]> git.openfabrics.org - ~shefty/librdmacm.git/commitdiff
rsocket: Improve disconnect time under normal conditions
authorSean Hefty <sean.hefty@intel.com>
Fri, 27 Jul 2012 17:46:42 +0000 (10:46 -0700)
committerSean Hefty <sean.hefty@intel.com>
Mon, 30 Jul 2012 18:33:02 +0000 (11:33 -0700)
When both sides of a connection attempt to close at the same
time, one of the two sides can easily get an error when sending
a disconnect message.  This results in that side hanging
during close until the send times out.  (The time out is caused
by the remote side destroying its QP.)

We can reduce the chance of this occurring by immediately
assuming that the disconnect has been successful once we've
received the remote side's disconnect message.

Signed-off-by: Sean Hefty <sean.hefty@intel.com>
src/rsocket.c

index 1e391b30aad1255e659e6b7f4a0e0b250b412f81..b9105a17b7d4d4c3e0614fd947461eeca5e5a12a 100644 (file)

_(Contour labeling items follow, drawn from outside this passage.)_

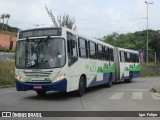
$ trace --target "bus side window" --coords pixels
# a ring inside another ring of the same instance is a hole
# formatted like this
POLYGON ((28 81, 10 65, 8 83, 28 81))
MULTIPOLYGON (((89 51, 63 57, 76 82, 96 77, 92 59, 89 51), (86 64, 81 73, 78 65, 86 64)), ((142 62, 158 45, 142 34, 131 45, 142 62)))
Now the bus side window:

@@ -83,12 +83,12 @@ static uint32_t polling_time = 10;
 
 enum {
        RS_OP_DATA,
-       RS_OP_DATA_MORE,
-       RS_OP_DRA,
-       RS_OP_DRA_MORE,
+       RS_OP_RSVD_DATA_MORE,
+       RS_OP_RSVD_DRA,
+       RS_OP_RSVD_DRA_MORE,
        RS_OP_SGL,
-       RS_OP_RSVD1,
-       RS_OP_DRA_SGL,
+       RS_OP_RSVD,
+       RS_OP_RSVD_DRA_SGL,
        RS_OP_CTRL
 };
 #define rs_msg_set(op, data)  ((op << 29) | (uint32_t) (data))

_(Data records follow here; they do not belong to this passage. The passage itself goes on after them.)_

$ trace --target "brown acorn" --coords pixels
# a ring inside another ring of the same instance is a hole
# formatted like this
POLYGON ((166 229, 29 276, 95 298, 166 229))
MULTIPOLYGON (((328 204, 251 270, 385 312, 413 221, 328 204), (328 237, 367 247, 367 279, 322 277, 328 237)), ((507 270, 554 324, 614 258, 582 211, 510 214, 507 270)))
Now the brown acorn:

@@ -124,14 +124,6 @@ struct rs_conn_data {
        struct rs_sge     data_buf;
 };
 
-union rs_wr_id {
-       uint64_t          wr_id;
-       struct {
-               uint32_t  reserved; /* sqe_count; */
-               uint32_t  length;
-       };
-};
-
 #define RS_RECV_WR_ID (~((uint64_t) 0))
 
 /*
@@ -264,17 +256,6 @@ out:
        pthread_mutex_unlock(&mut);
 }
 
-/*
- * We currently generate a completion per send.  sqe_count = 1
- */
-static union rs_wr_id rs_wrid(uint32_t sqe_count, uint32_t length)
-{
-       union rs_wr_id wrid;
-       /* wrid.reserved = sqe_count; */
-       wrid.length = length;
-       return wrid;
-}
-
 static int rs_insert(struct rsocket *rs)
 {
        pthread_mutex_lock(&mut);
@@ -772,21 +753,14 @@ int rconnect(int socket, const struct sockaddr *addr, socklen_t addrlen)
        return rs_do_connect(rs);
 }
 
-static void rs_shutdown_state(struct rsocket *rs, int state)
-{
-       rs->state &= ~state;
-       if (rs->state == rs_connected)
-               rs->state = rs_disconnected;
-}
-
-static int rs_post_write(struct rsocket *rs, uint64_t wr_id,
+static int rs_post_write(struct rsocket *rs,
                         struct ibv_sge *sgl, int nsge,
                         uint32_t imm_data, int flags,
                         uint64_t addr, uint32_t rkey)
 {
        struct ibv_send_wr wr, *bad;
 
-       wr.wr_id = wr_id;
+       wr.wr_id = (uint64_t) imm_data;
        wr.next = NULL;
        wr.sg_list = sgl;
        wr.num_sge = nsge;
@@ -803,29 +777,30 @@ static int rs_post_write(struct rsocket *rs, uint64_t wr_id,
  * Update target SGE before sending data.  Otherwise the remote side may
  * update the entry before we do.
  */
-static int rs_write_data(struct rsocket *rs, union rs_wr_id wr_id,
+static int rs_write_data(struct rsocket *rs,
                         struct ibv_sge *sgl, int nsge,
-                        uint32_t imm_data, int flags)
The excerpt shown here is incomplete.